After World War I, the Achilleion passed through various governmental uses. Artifacts were auctioned off during the interwar period. In 1962, the Greek tourism authority leased the palace to a private company that operated it as a casino, and it was in this incarnation that the Achilleion found its way into popular culture. The 1981 James Bond film For Your Eyes Only used the palace as the setting for a baccarat scene, with Roger Moore's Bond playing chemin de fer in the top-floor casino room while the gardens and their statuary provided the backdrop. The casino closed in 1983, and the palace was converted into a museum managed by the Hellenic Tourism Development Company. It remains the most visited attraction on Corfu. In 2003, it hosted a meeting of European agriculture ministers, a use that would have baffled both Elisabeth and Wilhelm but perhaps not Achilles, who understood that even the grandest stages eventually serve purposes their builders never imagined.
The gardens remain the heart of the Achilleion, and the tension between its two eras is visible in their statuary. Herter's Dying Achilles occupies the lower garden: the hero in his final moment, vulnerable, reaching upward, a monument to grief. Gotz's Victorious Achilles stands higher, armored, armed, facing outward like a sentinel. One was placed by a woman mourning her son. The other was placed by a man who inscribed its base with a dedication subsequently removed after World War II. The gardens sit on top of the hill and provide panoramic views of the city of Corfu to the north, the southern part of the island, and the Ionian Sea to the east.
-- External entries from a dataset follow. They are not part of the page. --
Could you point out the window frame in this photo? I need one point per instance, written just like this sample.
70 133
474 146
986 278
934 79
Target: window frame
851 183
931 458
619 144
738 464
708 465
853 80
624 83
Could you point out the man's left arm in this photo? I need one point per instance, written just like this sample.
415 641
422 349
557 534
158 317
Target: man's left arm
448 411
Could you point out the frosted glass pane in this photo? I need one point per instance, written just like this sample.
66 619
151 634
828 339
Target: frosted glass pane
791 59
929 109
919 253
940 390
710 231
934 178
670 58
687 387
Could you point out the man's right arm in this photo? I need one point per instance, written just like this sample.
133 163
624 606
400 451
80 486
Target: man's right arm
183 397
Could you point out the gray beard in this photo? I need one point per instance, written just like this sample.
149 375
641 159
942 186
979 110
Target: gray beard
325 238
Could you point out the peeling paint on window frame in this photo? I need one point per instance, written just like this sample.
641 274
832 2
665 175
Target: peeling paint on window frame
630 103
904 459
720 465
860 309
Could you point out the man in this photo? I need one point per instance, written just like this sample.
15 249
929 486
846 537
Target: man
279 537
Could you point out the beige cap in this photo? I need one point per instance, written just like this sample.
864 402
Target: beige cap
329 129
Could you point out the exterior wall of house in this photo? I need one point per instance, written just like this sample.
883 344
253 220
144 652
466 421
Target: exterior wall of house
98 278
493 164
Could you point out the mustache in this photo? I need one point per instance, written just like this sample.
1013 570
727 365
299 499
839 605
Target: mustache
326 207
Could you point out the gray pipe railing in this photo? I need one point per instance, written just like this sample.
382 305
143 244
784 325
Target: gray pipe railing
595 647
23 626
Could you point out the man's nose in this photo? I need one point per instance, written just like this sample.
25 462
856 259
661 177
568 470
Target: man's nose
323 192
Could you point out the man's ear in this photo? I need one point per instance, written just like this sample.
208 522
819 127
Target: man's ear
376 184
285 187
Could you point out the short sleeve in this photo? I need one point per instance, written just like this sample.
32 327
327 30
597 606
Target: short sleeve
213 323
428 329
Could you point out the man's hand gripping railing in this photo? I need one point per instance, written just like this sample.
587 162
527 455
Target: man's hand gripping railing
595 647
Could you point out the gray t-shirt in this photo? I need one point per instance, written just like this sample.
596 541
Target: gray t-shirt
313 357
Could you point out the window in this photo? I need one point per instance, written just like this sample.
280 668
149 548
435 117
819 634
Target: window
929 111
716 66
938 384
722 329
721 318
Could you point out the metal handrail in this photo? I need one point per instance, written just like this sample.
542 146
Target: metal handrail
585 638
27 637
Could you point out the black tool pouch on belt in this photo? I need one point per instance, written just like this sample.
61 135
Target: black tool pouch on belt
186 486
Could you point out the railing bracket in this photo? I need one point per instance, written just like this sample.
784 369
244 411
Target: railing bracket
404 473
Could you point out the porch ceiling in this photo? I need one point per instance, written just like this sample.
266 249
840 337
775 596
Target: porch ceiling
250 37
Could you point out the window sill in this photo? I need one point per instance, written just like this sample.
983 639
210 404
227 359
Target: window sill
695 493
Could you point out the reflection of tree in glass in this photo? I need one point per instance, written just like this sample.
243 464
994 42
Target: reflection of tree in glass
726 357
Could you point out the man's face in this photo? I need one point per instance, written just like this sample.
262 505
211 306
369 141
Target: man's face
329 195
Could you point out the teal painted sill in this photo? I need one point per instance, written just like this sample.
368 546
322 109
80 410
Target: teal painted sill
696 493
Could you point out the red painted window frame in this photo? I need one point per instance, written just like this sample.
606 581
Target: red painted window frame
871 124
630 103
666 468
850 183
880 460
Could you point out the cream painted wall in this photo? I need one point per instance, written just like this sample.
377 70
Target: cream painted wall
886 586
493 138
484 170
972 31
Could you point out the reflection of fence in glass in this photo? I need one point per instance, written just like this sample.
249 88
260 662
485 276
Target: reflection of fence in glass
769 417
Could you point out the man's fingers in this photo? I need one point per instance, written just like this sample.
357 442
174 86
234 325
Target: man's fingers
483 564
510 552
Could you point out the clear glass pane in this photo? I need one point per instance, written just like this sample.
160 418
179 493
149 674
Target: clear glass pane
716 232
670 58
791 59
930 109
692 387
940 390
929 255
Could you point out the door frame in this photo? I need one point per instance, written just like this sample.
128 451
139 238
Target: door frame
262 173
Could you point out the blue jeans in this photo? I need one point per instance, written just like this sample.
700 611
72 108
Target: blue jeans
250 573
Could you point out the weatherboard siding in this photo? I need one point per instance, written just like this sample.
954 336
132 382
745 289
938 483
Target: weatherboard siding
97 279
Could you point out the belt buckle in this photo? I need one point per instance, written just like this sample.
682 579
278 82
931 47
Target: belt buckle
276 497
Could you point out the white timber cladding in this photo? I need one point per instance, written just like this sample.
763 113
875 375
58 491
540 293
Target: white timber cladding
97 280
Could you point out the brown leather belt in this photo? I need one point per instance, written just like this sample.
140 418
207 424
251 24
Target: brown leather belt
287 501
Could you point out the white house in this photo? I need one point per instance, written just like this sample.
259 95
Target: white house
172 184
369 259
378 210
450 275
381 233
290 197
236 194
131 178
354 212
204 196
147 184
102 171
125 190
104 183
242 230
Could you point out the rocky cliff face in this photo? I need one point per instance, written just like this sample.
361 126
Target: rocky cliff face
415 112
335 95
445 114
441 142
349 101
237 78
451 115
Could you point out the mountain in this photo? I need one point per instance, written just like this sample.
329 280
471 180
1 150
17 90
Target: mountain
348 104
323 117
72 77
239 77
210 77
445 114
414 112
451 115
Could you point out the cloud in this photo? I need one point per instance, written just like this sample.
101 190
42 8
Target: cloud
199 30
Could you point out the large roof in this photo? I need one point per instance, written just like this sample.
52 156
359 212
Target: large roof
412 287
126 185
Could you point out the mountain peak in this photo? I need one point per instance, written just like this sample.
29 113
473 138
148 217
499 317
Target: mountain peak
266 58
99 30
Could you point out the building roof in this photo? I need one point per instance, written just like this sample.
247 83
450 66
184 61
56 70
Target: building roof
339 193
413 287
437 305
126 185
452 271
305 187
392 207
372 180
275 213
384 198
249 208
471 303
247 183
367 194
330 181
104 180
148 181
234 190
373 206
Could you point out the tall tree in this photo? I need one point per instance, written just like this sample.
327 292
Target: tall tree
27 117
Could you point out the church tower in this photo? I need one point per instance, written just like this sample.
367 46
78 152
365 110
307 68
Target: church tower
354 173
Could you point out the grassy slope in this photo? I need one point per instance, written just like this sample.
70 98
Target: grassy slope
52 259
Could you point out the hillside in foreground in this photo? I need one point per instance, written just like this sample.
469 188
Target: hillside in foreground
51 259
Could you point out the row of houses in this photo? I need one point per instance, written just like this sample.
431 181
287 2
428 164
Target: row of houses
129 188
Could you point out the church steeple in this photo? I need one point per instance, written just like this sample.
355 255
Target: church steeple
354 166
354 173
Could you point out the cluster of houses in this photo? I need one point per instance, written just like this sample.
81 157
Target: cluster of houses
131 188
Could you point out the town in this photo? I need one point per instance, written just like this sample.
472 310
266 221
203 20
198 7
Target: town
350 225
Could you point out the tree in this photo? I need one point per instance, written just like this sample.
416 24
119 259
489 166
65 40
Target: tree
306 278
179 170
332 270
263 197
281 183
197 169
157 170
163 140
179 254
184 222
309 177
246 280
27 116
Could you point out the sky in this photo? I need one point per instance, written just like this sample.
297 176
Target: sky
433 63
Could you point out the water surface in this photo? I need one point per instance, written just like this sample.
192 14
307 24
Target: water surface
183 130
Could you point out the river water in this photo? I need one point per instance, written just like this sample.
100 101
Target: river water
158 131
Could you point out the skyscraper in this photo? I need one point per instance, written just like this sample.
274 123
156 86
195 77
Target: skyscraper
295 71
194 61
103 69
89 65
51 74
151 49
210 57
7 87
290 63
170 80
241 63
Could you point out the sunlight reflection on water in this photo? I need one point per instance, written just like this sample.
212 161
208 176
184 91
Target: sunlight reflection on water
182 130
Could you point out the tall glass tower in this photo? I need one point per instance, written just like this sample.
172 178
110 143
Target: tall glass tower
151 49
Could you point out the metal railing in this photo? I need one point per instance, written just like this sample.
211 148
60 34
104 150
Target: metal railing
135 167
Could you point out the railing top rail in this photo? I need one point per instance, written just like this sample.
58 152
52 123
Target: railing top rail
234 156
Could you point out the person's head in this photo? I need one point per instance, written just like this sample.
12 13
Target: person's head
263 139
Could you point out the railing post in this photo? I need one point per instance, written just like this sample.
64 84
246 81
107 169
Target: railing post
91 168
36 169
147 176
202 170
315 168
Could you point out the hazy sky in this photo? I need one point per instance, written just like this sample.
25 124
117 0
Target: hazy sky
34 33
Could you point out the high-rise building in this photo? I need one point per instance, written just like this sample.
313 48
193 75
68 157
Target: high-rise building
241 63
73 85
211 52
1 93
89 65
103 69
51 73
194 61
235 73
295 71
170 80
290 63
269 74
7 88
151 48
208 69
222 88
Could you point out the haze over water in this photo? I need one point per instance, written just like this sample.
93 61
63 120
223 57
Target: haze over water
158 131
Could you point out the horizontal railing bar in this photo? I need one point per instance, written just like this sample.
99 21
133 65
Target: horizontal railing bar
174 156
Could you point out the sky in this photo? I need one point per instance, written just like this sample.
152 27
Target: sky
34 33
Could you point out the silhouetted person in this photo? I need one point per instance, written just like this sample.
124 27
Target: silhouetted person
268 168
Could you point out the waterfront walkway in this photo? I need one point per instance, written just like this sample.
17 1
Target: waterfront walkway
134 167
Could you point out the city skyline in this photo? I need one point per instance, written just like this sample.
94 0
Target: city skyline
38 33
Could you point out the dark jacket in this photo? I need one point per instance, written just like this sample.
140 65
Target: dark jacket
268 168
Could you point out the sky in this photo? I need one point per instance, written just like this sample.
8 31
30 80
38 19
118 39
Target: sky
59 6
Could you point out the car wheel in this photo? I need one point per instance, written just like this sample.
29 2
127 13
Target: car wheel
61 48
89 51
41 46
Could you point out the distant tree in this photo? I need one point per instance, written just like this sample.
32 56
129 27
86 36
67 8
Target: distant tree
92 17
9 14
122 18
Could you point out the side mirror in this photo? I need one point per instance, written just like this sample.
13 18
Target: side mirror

Surrounded by green hills and framed by water, the Achilleion occupies one of the most beautiful settings on an island famous for them. The classical statues lining the terraces, the colonnaded walkways, and the views create what one architectural historian called a monument to platonic romanticism and escapism.
From the air or the water, the Achilleion appears as a cream-colored neoclassical building set into a green hillside about ten kilometers south of Corfu city. The terraced gardens descend the slope in formal tiers, and the bronze Achilles is visible as a dark figure against the palm trees. The Ionian Sea stretches east, and on clear days the Albanian coast is visible across the strait. The palace is small by royal standards, intimate rather than imposing, which was exactly Elisabeth's intention. She wanted protection from prying glances, and the hillside location, screened by gardens and vegetation, provided it. That a palace built for solitude became a casino, a film set, and a tourist attraction is the kind of irony that Greek tragedy, which Elisabeth loved, would appreciate.
Located at 39.56N, 19.90E on the island of Corfu, Greece, approximately 10 km south of Corfu city. The neoclassical palace is visible as a cream-colored building set into a green hillside above the coast. The terraced gardens and bronze Achilles statue are distinguishable from low altitude. The Ionian Sea lies to the east, and the Albanian coast is visible across the strait. Nearest airport: Corfu International (LGKR) approximately 8 km north. Recommended viewing altitude: 1,500-3,000 feet for detail of the palace and its garden terraces.